========================================
Prague Discourse Treebank 4.0 (PDiT 4.0)
========================================


Authors
=======
Pavlína Synková (Charles University, Faculty of Mathematics and Physics),
Jiří Mírovský (Charles University, Faculty of Mathematics and Physics),
Marie Paclíková (Charles University, Faculty of Arts),
Lucie Poláková (Charles University, Faculty of Mathematics and Physics),

and from previous versions:
Magdaléna Rysová, Veronika Scheller, Jana Zdeňková, Šárka Zikánová, Eva Hajičová


Introduction
============

The Prague Discourse Treebank 4.0 (PDiT 4.0; Synková et al., 2024) is
an annotation of discourse relations marked by primary and secondary
discourse connectives in the whole data of the Prague Dependency
Treebank - Consolidated 2.0 (PDT-C 2.0; Hajič et al., 2024).
With respect to the previous versions, annotating discourse relations
in the whole PDT-C 2.0 means a significant increase in the size
of the annotated data.

PDiT 4.0 annotates discourse relations in the whole PDT-C 2.0,
i.e. in all of its four subcorpora:

- Prague Dependency Treebank (PDT); in the previous versions,
  PDiT only covered these data
- Prague Czech-English Dependency Treebank, the Czech part (PCEDT-cz);
  newly annotated in PDiT 4.0
- Prague Dependency Treebank of Spoken Czech (PDTSC); newly annotated
  in PDiT 4.0
- Faust; newly annotated in PDiT 4.0

Already since version 3.0, PDiT uses two taxonomies of types of discourse
relations:

- the original Prague taxonomy of discourse types, and
- the Penn Discourse Treebank 3.0 (PDTB 3.0; Prasad et al., 2019) taxonomy
  of discourse senses.

Also since version 3.0, the PDiT data are offered in two formats:

- the native format of the PDT-C 2.0, i.e. the Prague Markup Language,
  where the discourse relations are annotated on top of deep-syntax
  dependency trees (tectogrammatics), and
- the Penn Discourse Treebank 3.0 (PDTB 3.0; Prasad et al., 2019) format
  of stand-off discourse annotation on plain texts.

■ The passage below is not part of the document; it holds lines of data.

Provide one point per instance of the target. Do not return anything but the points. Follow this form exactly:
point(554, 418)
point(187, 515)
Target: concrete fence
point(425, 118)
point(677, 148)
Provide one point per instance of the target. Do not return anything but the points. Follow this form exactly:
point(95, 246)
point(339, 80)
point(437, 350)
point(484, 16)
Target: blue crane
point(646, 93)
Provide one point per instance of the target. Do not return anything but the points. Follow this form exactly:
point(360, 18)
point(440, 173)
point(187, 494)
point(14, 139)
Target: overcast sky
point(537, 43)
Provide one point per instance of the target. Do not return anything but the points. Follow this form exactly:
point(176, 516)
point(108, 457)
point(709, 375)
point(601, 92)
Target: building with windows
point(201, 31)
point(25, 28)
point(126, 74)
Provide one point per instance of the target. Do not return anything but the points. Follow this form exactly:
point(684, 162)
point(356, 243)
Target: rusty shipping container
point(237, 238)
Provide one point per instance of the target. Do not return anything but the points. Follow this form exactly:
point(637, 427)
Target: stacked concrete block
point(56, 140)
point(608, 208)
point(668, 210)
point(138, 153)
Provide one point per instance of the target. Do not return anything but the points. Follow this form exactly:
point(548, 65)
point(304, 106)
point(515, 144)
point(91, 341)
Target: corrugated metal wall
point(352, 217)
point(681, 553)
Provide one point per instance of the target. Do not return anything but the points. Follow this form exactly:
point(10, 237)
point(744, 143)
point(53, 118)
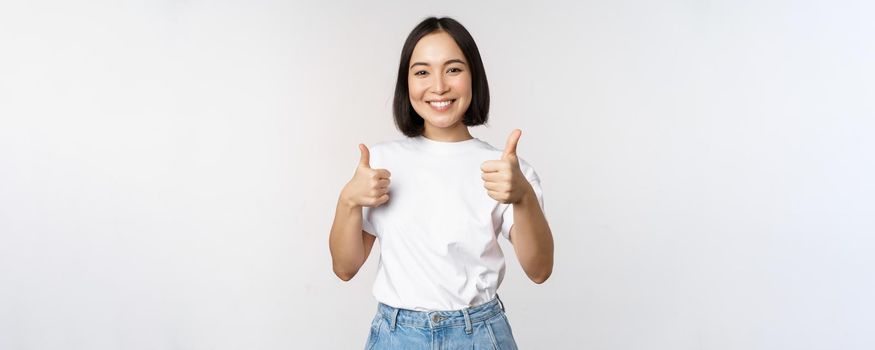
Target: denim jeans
point(481, 327)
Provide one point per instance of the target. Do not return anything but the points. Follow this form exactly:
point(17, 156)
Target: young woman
point(439, 217)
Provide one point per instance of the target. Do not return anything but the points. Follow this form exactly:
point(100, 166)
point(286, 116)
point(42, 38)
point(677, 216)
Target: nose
point(439, 86)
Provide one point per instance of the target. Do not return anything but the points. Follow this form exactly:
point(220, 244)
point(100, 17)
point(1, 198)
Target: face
point(439, 81)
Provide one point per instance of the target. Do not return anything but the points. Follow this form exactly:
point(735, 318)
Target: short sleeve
point(535, 181)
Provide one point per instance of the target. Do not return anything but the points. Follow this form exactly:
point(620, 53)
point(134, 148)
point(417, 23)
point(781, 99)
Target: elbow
point(541, 277)
point(345, 274)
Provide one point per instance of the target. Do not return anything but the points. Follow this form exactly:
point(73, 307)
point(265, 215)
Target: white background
point(169, 169)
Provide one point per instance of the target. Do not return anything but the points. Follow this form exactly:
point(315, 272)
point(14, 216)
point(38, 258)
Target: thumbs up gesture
point(368, 187)
point(503, 179)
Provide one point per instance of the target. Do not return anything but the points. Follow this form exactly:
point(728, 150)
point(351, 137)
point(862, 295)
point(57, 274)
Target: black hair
point(406, 118)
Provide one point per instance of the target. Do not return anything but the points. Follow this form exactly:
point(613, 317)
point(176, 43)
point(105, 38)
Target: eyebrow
point(454, 60)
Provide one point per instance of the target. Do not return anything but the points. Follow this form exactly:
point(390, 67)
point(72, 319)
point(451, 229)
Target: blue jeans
point(481, 327)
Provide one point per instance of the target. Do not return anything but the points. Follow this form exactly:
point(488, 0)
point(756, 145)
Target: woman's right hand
point(368, 187)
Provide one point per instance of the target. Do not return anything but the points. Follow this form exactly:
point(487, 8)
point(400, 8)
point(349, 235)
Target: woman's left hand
point(503, 179)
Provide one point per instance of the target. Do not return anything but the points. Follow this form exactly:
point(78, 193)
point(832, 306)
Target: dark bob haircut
point(406, 118)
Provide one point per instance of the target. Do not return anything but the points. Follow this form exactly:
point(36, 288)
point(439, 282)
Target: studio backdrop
point(169, 169)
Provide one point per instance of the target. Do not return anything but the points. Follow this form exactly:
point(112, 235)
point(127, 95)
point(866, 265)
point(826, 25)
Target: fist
point(503, 179)
point(368, 187)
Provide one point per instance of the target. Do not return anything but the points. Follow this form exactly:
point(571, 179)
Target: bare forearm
point(345, 240)
point(532, 238)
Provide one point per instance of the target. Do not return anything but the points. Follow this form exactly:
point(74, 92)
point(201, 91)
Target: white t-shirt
point(438, 231)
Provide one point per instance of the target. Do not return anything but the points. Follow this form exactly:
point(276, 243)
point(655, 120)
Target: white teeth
point(441, 104)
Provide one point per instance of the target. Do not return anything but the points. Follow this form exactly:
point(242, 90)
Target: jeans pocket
point(375, 332)
point(499, 330)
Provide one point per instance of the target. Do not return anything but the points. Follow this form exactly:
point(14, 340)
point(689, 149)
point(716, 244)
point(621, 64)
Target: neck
point(455, 133)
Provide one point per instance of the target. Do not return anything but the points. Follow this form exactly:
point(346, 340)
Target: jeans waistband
point(435, 319)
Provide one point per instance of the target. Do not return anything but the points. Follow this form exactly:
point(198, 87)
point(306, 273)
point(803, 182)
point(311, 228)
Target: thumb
point(512, 140)
point(365, 160)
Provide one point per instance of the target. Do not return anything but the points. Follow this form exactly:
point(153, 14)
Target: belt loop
point(468, 328)
point(394, 319)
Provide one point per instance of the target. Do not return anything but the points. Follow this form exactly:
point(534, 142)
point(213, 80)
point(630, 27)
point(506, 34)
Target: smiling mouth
point(441, 106)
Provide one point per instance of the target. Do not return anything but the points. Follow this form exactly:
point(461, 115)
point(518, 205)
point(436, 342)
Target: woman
point(439, 217)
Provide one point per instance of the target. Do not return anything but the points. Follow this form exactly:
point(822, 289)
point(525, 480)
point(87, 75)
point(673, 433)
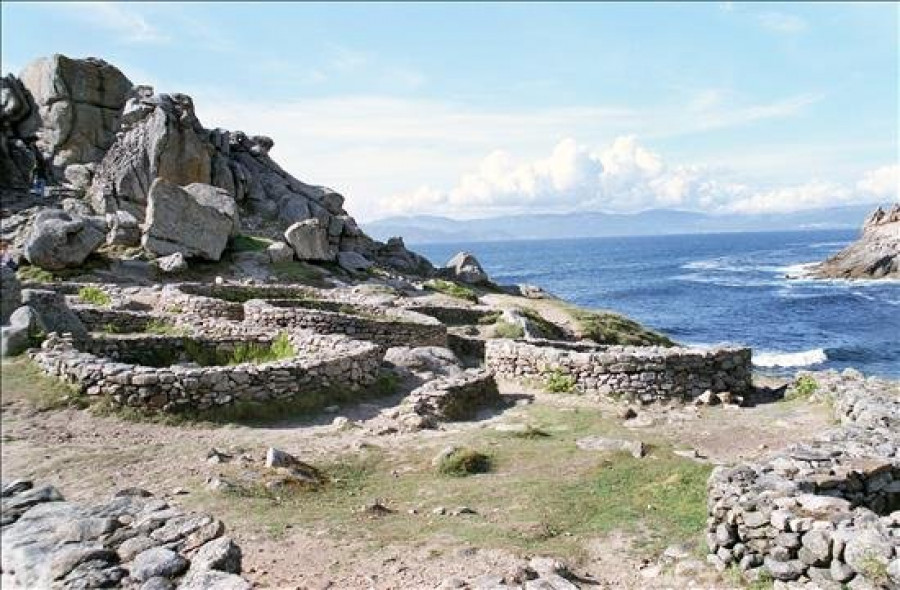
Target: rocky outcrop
point(465, 267)
point(10, 293)
point(875, 255)
point(131, 541)
point(195, 220)
point(62, 240)
point(309, 239)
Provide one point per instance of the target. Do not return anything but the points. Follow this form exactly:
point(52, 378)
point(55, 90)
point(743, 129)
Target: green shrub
point(452, 289)
point(463, 462)
point(805, 386)
point(558, 382)
point(504, 329)
point(94, 296)
point(35, 274)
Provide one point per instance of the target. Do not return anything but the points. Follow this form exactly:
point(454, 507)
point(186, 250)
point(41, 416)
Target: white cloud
point(624, 176)
point(122, 18)
point(882, 182)
point(782, 22)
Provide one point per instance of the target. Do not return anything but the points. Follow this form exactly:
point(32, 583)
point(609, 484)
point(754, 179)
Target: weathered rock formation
point(131, 541)
point(875, 255)
point(83, 126)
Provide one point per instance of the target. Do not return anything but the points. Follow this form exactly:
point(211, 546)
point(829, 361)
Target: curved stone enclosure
point(827, 511)
point(385, 326)
point(643, 372)
point(109, 367)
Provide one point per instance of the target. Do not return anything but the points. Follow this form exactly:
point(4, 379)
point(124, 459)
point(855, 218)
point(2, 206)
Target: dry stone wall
point(385, 326)
point(646, 373)
point(109, 367)
point(824, 514)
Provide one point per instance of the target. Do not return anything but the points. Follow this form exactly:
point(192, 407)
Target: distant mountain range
point(425, 229)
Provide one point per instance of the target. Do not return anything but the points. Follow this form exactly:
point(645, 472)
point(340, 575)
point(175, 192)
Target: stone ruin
point(644, 373)
point(824, 514)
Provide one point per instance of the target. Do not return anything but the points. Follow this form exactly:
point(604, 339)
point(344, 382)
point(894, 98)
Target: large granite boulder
point(195, 220)
point(53, 315)
point(10, 293)
point(875, 255)
point(58, 239)
point(78, 102)
point(465, 267)
point(309, 239)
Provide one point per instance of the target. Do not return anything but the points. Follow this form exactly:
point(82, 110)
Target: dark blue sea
point(715, 288)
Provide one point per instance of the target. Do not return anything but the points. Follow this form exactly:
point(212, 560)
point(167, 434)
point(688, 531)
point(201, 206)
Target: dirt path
point(89, 457)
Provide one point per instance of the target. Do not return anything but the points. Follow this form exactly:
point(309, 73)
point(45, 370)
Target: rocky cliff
point(875, 255)
point(83, 128)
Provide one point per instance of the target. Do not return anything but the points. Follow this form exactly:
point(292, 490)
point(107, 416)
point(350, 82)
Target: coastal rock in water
point(309, 239)
point(78, 105)
point(10, 293)
point(195, 220)
point(875, 255)
point(465, 267)
point(61, 240)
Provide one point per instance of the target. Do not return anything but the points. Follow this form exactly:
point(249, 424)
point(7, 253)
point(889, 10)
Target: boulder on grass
point(195, 220)
point(465, 267)
point(353, 261)
point(309, 239)
point(10, 293)
point(61, 240)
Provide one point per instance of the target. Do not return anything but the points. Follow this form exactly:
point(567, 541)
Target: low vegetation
point(558, 382)
point(605, 327)
point(452, 289)
point(298, 272)
point(504, 329)
point(463, 462)
point(244, 243)
point(94, 296)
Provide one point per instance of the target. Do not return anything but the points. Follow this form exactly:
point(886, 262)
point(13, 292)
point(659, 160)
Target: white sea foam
point(790, 359)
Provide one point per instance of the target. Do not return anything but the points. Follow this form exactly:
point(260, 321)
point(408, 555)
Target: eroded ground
point(608, 516)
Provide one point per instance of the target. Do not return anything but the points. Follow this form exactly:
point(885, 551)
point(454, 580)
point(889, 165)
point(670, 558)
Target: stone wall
point(646, 373)
point(322, 362)
point(825, 512)
point(385, 326)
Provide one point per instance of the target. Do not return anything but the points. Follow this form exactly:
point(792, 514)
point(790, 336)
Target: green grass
point(606, 327)
point(452, 289)
point(298, 272)
point(24, 380)
point(504, 329)
point(35, 274)
point(243, 243)
point(94, 296)
point(164, 328)
point(463, 462)
point(542, 494)
point(803, 387)
point(558, 382)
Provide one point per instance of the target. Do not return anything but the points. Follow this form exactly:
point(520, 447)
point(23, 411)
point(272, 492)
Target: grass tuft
point(463, 462)
point(94, 296)
point(244, 243)
point(556, 381)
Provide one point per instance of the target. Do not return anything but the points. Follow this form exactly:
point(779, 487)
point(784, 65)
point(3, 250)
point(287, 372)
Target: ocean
point(717, 288)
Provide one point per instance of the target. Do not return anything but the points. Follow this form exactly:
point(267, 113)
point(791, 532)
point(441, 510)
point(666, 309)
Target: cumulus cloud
point(882, 182)
point(624, 176)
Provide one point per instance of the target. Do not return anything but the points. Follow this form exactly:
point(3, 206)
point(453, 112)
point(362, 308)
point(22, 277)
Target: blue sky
point(480, 109)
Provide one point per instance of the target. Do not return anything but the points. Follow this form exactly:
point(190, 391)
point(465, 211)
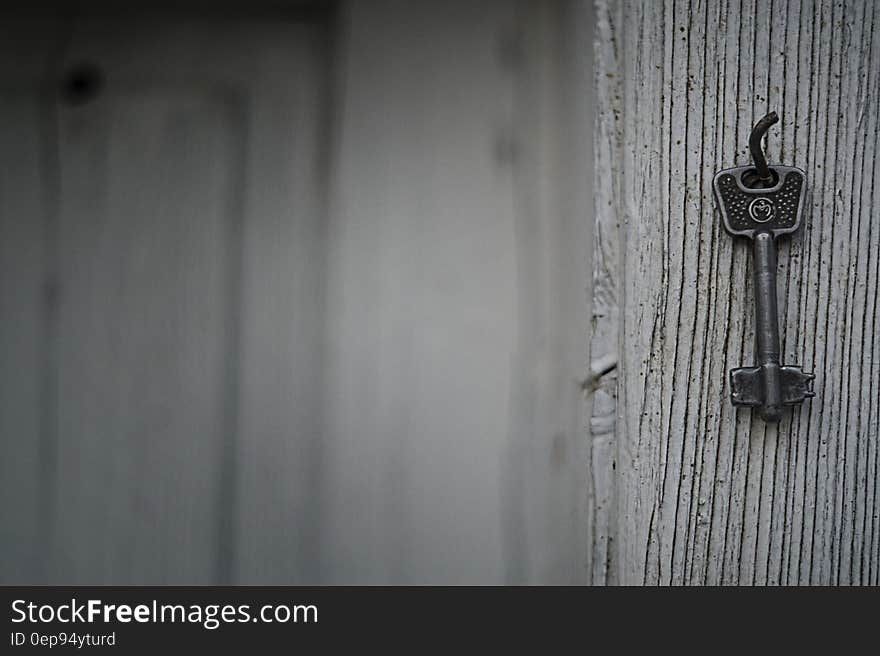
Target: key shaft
point(767, 323)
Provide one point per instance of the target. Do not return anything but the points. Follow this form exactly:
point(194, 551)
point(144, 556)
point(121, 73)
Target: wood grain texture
point(705, 493)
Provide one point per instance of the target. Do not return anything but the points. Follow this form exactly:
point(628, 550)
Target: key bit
point(762, 202)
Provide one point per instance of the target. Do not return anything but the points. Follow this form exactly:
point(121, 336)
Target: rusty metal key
point(762, 202)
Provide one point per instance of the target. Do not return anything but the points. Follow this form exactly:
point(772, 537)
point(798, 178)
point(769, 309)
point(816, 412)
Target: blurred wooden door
point(160, 244)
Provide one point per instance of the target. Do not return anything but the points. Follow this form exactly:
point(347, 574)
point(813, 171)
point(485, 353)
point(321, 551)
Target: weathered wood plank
point(706, 494)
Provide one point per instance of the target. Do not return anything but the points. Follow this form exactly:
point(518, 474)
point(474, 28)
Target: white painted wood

Please visit https://ufal.mff.cuni.cz/pdit4.0 for detailed and
updated information about the corpus.

Published in December 2024.


How to Get the Data
===================

The Prague Discourse Treebank 4.0 can be downloaded from the LINDAT-CLARIAH-CZ
repository in its two data formats:

- PDiT 4.0 in the PML data format, as a part of the PDT-C 2.0 (all underlying
  annotation layers + discourse annotation as a part of the tectogrammatical
  layer): http://hdl.handle.net/11234/1-5813,
- PDiT 4.0 in the PDTB 3.0 data format (raw texts + stand-off discourse
  annotation): http://hdl.handle.net/11234/1-5680.


Data Format
===========

Data in the PML format
----------------------

Tree editor TrEd (Pajas and Štěpánek, 2008) can be used to open and browse
the data in the PML format. The editor can be downloaded for various
platforms from its home page (https://ufal.mff.cuni.cz/tred/). Please
follow installation instructions specified at the page for your
operating system.

After the installation, an extension needs to be installed:

  Start TrEd.
  In the top menu, select Setup -> Manage Extensions...; a dialog window 
    with a list of installed extensions appears.
  Click on the button "Get New Extensions"; a dialog window with a list
    of available (not yet installed) extensions appears.
  Make sure that at least the appropriate version of the extension "Prague
    Dependency Treebank - Consolidated" is checked to install (if it is not
    in the list, it may have already been installed).
  Click on the button "Install Selected"; the selected extensions (along
    with their dependencies) get installed.
  Close all TrEd windows including the main application window and start
    TrEd again.

To see the discourse annotation of a document on the tectogrammatical layer,
open the respective file with extension .t.gz. By default, orange discourse
arrows are displayed without any additional info. Press 'd' to see more
discourse-related information.

In case of troubles with the installation of TrEd or with browsing the data,
please contact the authors at (tred at ufal.mff.cuni.cz).

Data in the PDTB format
-----------------------

Please find a description of the fields of the PDTB stand-off format in
the Appendix.

The data are compatible with the Penn Discourse Treebank annotation tool
Annotator (Lee et al., 2016).


Citation
========

Please cite PDiT 4.0 when using the corpus for your research:

Pavlína Synková, Jiří Mírovský, Marie Paclíková, Lucie Poláková,
Magdaléna Rysová, Veronika Scheller, Jana Zdeňková, Šárka Zikánová
and Eva Hajičová: Prague Discourse Treebank 4.0. Data/software,
ÚFAL MFF UK, Prague, Czech Republic, LINDAT/CLARIAH-CZ:
http://hdl.handle.net/11234/1-5680, Dec 2024


Licence
=======

PDiT 4.0 is distributed under the Creative Commons
Attribution-NonCommercial-ShareAlike 4.0 (CC BY-NC-SA 4.0) licence.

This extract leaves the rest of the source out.